Residents of the town of Oxbow Plantation took their final vote last Tuesday in favor of disbanding local government. If all goes according to plan, they will be living in Oxbow North Township next summer.
By a vote of 37 to 2, Oxbow residents gave the go-ahead for a town deorganization plan that’s been more than two years in the making and was approved by the Legislature last March.

“It’s quite a process,” Steve Sherman, a tree farmer and the town’s first assessor, said. “We’ve had some good help from the [state] officials [who oversee] the Unorganized Territory.”
As a local official filling numerous roles in town government, Sherman will be overseeing much of the implementation plan for officially joining the Unorganized Territory of Maine as Township 9 Range 6, on July 1, 2017.
Oxbow, one of several junctions to the North Maine Woods west of Route 11 in Aroostook County, has been facing the same challenges as many other rural Maine towns — declining population and a rising tax burden to maintain local government.
As a member of the UT, the residents will rely on the county and state for public services. It’s easy to see why residents are willing to give up local control. While the mill rate was $20.95 per $1,000 of property valuation in Oxbow this year, residents in Aroostook County’s Unorganized Territory were assessed a $6.47 mill rate.

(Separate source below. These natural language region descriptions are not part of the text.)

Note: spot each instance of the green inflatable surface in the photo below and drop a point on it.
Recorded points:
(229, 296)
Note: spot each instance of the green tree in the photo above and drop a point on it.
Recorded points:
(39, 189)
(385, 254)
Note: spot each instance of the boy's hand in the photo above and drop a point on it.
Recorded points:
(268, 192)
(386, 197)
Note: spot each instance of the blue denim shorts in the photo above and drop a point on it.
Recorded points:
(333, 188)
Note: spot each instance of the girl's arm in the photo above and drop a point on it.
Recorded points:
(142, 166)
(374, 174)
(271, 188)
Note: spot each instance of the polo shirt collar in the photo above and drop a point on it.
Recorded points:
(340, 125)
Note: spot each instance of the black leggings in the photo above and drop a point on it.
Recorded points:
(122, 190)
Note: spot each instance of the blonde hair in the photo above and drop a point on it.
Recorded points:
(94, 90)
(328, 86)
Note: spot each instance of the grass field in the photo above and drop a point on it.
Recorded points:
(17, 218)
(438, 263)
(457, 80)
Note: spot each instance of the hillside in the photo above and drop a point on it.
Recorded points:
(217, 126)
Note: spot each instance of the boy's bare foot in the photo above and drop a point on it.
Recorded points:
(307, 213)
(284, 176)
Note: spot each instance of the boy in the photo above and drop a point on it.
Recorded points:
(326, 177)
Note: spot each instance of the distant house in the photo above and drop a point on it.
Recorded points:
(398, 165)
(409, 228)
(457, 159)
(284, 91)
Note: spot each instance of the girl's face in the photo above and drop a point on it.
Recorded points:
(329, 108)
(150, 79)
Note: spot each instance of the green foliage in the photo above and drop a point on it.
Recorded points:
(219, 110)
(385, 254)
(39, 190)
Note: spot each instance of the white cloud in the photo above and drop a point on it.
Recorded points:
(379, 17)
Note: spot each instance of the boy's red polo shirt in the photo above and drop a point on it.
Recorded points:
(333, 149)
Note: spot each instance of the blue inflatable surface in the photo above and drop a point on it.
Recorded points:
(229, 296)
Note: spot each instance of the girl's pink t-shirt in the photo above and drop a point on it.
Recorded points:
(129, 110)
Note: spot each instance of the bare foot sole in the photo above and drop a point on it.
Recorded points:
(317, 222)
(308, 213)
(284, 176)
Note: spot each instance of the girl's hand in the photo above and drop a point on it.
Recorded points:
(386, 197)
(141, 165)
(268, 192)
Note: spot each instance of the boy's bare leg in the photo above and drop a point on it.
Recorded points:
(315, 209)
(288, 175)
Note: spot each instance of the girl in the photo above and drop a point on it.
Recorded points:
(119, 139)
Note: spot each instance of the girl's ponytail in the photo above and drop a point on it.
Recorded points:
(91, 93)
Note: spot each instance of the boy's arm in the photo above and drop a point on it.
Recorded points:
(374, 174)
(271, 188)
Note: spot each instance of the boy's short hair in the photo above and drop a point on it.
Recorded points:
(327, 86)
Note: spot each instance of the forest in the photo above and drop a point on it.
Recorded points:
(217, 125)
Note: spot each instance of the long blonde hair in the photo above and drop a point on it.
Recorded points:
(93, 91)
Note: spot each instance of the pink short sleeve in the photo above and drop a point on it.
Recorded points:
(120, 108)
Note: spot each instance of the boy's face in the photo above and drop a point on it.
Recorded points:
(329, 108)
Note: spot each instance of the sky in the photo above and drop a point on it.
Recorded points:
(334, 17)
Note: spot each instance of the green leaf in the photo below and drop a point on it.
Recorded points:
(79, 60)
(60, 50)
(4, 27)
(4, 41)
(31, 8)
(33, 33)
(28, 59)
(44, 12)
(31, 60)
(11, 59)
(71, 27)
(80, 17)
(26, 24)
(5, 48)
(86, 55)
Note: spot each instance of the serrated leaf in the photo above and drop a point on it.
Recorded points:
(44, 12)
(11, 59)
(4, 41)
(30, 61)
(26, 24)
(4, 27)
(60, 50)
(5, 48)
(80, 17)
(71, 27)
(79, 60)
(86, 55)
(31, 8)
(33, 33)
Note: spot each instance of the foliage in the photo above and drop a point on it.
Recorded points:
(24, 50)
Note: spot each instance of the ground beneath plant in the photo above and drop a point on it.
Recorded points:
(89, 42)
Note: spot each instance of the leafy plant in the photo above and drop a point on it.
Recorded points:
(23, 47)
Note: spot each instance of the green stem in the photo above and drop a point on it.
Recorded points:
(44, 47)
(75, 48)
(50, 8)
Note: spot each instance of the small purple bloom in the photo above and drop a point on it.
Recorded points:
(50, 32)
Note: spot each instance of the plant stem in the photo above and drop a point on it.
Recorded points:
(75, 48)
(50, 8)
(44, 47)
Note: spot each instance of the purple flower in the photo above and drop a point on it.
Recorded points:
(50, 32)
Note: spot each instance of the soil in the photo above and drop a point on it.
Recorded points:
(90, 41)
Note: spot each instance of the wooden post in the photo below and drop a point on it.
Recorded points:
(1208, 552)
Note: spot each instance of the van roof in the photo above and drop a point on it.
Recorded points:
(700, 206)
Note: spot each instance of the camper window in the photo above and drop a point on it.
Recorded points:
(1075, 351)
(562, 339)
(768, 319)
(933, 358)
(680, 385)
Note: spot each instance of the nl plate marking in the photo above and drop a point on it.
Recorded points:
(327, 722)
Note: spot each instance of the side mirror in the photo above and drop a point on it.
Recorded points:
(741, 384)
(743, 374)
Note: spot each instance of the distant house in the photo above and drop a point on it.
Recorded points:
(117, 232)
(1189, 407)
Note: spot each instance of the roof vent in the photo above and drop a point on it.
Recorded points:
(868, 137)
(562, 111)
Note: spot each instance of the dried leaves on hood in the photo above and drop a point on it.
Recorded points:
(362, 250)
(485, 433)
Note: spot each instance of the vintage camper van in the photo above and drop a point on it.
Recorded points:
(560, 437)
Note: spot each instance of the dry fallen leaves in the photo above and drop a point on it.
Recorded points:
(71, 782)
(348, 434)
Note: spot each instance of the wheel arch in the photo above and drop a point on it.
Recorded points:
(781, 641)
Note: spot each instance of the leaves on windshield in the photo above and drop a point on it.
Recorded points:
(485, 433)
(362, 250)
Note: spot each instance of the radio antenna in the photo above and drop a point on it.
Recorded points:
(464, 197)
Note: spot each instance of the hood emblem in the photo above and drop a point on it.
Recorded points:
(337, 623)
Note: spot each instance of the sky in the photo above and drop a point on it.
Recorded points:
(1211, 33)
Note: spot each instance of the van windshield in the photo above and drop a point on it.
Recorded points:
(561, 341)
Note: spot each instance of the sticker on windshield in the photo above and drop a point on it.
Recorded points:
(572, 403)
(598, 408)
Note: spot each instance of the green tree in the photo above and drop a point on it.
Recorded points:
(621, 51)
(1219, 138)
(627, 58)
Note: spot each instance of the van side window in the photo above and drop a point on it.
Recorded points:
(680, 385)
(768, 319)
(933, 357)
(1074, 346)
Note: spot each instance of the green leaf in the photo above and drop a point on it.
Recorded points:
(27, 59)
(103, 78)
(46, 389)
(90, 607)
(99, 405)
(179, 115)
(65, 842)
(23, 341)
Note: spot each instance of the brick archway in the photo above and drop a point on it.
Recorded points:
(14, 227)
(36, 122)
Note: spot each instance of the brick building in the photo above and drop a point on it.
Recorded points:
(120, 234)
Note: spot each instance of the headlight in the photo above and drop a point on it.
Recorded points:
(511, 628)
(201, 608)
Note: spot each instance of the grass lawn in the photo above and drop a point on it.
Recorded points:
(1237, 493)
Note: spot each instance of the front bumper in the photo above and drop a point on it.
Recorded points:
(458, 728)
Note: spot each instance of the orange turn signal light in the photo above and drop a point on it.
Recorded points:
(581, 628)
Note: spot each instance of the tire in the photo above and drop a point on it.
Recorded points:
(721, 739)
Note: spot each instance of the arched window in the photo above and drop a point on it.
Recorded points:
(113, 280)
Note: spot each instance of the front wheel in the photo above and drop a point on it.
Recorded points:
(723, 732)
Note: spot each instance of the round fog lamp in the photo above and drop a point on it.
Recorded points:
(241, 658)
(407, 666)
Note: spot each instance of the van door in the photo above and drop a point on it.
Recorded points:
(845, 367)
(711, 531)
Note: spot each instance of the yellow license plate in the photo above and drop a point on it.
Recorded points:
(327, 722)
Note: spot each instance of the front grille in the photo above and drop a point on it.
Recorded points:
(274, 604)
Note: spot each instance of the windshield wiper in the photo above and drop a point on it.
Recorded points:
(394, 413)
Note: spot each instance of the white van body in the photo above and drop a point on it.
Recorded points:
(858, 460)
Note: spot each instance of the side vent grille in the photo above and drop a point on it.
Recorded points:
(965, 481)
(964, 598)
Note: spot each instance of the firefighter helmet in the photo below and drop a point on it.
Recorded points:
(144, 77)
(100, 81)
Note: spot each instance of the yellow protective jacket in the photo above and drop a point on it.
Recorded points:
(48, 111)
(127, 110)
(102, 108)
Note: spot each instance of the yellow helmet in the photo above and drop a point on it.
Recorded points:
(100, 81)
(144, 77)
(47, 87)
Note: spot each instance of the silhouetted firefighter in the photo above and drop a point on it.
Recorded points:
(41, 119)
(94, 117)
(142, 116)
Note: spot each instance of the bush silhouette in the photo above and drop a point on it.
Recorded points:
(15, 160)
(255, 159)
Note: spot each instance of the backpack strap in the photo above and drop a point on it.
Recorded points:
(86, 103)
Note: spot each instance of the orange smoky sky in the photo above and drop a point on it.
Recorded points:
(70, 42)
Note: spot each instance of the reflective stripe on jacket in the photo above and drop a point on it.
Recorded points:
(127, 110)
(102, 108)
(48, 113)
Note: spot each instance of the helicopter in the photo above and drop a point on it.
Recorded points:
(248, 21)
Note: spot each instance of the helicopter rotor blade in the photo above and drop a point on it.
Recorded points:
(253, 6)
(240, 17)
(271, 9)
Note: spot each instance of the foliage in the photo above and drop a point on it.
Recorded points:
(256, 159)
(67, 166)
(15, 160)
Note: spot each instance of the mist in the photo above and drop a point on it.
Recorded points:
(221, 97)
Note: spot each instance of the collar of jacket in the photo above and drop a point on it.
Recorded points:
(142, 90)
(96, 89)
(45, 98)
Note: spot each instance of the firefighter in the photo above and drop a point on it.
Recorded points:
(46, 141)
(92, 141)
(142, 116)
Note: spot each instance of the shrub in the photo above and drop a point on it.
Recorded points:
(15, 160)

Before the town can disband, however, it has to liquidate its properties, including a public boat launch on the Aroostook River that will be turned over to the Bureau of Public Lands. The town’s community center, a former one-room schoolhouse, will be turned over to the Oxbow Congregational Church, which will continue operating it as a community center, Sherman said.
The town also has to withdraw from the school district, Maine School Administrative District 32 in Ashland, and pay off its share of the debt from the 6-year-old consolidated school complex. That cost amounts to about $52,000, more than $1,000 per resident of Oxbow, Sherman said.
“The 2010 Census called it 66, but I can only find 50,” Sherman said of the town’s population. Five are K-12 students, who will likely continue going to school in Ashland, Sherman said.
Oxbow residents first considered deorganizing in 1994, but they voted 21-9 against it that year. Now is the right time, Sherman said. Oxbow would be the 43rd Maine community to deorganize over the last 138 years, with the most recent being Bancroft in June 2015.
“We’re running right out of people,” Sherman, 60, said. “It gets hard to find people to fill the town offices, and there’s really very little that we have much say of anyway. People are on fixed incomes, taxes are getting pretty bad, and it seemed like it was time to go in that direction.”